I also mentioned that the company that understands this shift would be able to produce radically different software.  Not just different, but better.  It would help users do the job they are really trying to perform.

I would call this a change in “philosophy,” and not just clever marketing or repackaging.

Having a  philosophy about how people manage time, and how they learn time management skills is also important, because this also influences the way software is designed.

For example, in the 2Time approach, there is a clear path that users take as they advance from one skill level to another (as measured by belt levels.)  One skill that changes over time is the way that the practices of Listing and Scheduling are used, with the higher belts doing much more scheduling than the lower belts.

A decision to develop software that reflects this progression in skills would have to contend with this particular philosophy, and not just for intellectual reason, but for practical reasons.

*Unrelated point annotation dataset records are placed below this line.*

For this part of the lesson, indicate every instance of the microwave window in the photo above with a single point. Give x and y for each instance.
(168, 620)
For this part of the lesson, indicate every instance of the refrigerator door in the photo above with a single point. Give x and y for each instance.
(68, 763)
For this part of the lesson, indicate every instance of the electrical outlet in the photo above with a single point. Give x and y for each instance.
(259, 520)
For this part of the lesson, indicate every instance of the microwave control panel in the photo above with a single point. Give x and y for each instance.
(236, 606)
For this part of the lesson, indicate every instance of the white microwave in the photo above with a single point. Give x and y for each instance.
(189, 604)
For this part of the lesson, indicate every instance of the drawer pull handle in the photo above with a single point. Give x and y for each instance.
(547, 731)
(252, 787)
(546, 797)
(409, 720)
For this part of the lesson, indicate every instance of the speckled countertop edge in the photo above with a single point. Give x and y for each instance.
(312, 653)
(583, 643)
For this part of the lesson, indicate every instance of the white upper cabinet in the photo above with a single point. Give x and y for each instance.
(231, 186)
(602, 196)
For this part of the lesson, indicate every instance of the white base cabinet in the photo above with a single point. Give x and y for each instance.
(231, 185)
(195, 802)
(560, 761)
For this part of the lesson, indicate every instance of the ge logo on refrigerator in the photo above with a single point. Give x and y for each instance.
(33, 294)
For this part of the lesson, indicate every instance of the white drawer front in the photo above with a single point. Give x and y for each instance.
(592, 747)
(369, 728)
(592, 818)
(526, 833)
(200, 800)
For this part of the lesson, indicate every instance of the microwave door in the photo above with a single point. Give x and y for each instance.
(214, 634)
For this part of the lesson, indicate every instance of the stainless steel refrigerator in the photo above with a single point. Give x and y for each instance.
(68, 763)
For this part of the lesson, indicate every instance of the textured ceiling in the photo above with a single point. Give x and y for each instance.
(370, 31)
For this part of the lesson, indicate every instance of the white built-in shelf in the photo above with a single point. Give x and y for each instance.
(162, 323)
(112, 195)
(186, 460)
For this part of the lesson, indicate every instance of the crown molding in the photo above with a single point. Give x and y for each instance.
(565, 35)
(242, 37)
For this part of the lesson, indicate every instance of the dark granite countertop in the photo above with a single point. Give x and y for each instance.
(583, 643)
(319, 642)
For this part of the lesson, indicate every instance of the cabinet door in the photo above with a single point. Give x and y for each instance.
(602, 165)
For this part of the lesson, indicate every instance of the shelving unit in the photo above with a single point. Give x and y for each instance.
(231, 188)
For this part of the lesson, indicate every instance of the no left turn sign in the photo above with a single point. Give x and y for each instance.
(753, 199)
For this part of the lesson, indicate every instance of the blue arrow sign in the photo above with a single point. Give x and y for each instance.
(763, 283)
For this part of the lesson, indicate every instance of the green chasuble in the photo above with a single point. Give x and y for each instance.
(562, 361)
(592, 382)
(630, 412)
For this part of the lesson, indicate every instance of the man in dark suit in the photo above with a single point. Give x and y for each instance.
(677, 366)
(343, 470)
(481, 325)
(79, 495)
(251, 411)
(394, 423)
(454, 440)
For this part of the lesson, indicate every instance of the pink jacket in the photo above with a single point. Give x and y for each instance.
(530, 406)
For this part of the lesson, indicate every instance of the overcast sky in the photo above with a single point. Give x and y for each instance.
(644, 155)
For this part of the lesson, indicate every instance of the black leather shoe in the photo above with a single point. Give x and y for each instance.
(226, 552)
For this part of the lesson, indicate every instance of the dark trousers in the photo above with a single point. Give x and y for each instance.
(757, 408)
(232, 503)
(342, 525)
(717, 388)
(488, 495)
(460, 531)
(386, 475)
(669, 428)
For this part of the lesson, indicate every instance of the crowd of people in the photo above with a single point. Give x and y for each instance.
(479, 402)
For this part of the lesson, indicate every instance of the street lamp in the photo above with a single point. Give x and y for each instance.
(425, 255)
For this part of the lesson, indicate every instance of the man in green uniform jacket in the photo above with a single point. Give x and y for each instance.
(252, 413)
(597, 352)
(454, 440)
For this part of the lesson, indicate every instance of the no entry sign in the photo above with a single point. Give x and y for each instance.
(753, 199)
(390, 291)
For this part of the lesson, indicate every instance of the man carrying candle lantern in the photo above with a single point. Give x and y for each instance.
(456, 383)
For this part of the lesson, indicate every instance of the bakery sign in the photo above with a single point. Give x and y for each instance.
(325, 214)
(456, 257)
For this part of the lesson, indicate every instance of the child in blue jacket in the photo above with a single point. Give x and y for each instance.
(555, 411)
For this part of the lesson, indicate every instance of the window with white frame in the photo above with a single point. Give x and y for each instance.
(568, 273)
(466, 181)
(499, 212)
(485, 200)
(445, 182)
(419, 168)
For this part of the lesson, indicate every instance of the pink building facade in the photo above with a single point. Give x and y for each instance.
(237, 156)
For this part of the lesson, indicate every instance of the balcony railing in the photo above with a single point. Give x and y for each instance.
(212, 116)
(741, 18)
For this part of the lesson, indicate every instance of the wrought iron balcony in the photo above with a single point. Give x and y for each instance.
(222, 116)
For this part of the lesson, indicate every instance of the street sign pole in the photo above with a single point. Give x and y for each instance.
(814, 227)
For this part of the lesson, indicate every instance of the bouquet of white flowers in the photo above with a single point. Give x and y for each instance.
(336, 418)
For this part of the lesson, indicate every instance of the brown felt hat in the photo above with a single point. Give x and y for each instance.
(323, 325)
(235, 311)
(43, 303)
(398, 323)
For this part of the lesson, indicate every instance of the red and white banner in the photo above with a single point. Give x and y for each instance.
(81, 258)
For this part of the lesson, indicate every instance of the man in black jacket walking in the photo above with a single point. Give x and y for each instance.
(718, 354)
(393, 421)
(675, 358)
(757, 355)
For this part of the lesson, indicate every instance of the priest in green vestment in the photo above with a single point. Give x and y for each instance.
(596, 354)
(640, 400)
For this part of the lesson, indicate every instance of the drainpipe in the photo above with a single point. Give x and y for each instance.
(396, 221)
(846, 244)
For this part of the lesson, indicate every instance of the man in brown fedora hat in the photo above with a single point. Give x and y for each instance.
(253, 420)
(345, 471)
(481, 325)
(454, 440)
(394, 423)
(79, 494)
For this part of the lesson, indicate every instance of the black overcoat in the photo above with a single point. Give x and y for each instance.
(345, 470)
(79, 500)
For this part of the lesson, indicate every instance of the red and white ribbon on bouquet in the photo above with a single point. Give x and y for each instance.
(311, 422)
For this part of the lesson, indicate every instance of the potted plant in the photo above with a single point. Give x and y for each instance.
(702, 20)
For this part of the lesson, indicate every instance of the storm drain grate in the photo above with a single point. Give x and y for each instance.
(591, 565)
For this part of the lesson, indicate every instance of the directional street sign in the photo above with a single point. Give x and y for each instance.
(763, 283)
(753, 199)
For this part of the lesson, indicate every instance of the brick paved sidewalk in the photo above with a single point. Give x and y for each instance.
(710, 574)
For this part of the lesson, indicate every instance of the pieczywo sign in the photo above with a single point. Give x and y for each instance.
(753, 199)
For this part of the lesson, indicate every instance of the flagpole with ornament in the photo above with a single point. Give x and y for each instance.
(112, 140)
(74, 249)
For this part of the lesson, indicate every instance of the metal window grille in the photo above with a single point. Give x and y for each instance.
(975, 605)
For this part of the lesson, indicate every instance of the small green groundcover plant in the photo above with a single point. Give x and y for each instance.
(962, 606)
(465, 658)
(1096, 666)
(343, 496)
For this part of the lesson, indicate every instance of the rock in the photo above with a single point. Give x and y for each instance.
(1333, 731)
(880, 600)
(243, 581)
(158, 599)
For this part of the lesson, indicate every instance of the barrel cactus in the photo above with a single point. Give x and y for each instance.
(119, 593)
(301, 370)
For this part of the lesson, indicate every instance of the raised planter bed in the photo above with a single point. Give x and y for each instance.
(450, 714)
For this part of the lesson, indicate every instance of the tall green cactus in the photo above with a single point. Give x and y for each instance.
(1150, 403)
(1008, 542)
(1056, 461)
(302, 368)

The current philosophy that underlies Outlook seems to be “more features are better than less.”

I’m not a software expert, but I suspect that the reason my Outlook 2007 runs so slowly is because this philosophy has run the show for too long.

An unfortunate by-product of this particular design decision is that a White Belt is given the same interface as  a Green Belt, even though they use the software differently.  It also has meant that the interface is cluttered with bells and whistles that a user must navigate, and always be selecting from.

Many of them have nothing to do with time management, making the interface (to repeat the mantra) a clumsy one.

Perhaps a better  philosophy might be “give the user only what they need to manage their time, and produce peace of mind.”

My point here is not that this particular philosophy is better, but it IS that Outlook seems to have stumbled into becoming a time management tool with the addition of lots and lots of features.  For all I know, it may have stumbled into other things as well (a dashboard, contact manager, etc.) but I am convinced that a different philosophy would yield different (and better) design.

This much I know — starting with a particular, and well-defined time management philosophy would help Outlook to become a better tool for time management.

I think Gmail’s success has not come because Google employs smarter people, but instead it comes from teams working with a different philosophy about email. (Plus, they were able to start from a blank sheet of paper.)

I suspect that  a company that does the same for time management will also produce a breakthrough of sorts.